I have heard of partial NTFS write support, but I dont want to risk using it just yet. I was considering creating another FAT32 partition for the sole purpose of the data files, but are there any disadvatages to doing this? I have noticed that on a small FAT32 partition I have, files, when viewed from linix all have 777 permission, is it safe (or possible) to change this? If not, is it in any way unsafe/unsecure to have 777 permissions (I am the only one who uses this computer)? If I can change the permissions, will that cause problems for XP reading those files?
Floyd, you can enable ntfs write support by recomiling the module but as you said you run a risk of data loss. If you are not willing to take that risk, you will have to create a FAT32. The permissions can not be changed, since the file system does not cater for file-level security. The obvious answer is thus that if you have files that are that sensitive in terms of privacy, don't store them on your FAT32 but keep them on linux. Since only you use the computer, I'd say there's no problem, in fact I installed my windows on a fat32 partition purely for that reason. All that I do is that I don't install apps on the windows partition since i can't run it from windows anyway - i just put my documents, pictures, music etc there so I can access it in read/write mode from both OS's (which is laughable since i never use windows, it doesn't even have network or a wallpaper set up yet)

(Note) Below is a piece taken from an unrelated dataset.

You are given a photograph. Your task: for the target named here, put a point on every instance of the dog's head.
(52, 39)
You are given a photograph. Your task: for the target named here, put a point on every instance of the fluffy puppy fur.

I can't tell you what the names are, but there are commercial utils available to read linux filesystems from windows also, if you actually feel the need to spend money on that.
Change the device and the mountpoint to correspond to your system.
Having every file with the permissions of 777 looks like the result of having "umask=000". Using the option of "showexec=no" will stop everything from being marked as executable.
Since you're the only user of the system then you can use the "uid=floyd" option, or whatever your user name is, so you can change the umask to "umask=007" to remove write access from other non-user uids. Other users being the system users that are used by various programs. This has no affect on the access to the FAT32 other than in linux.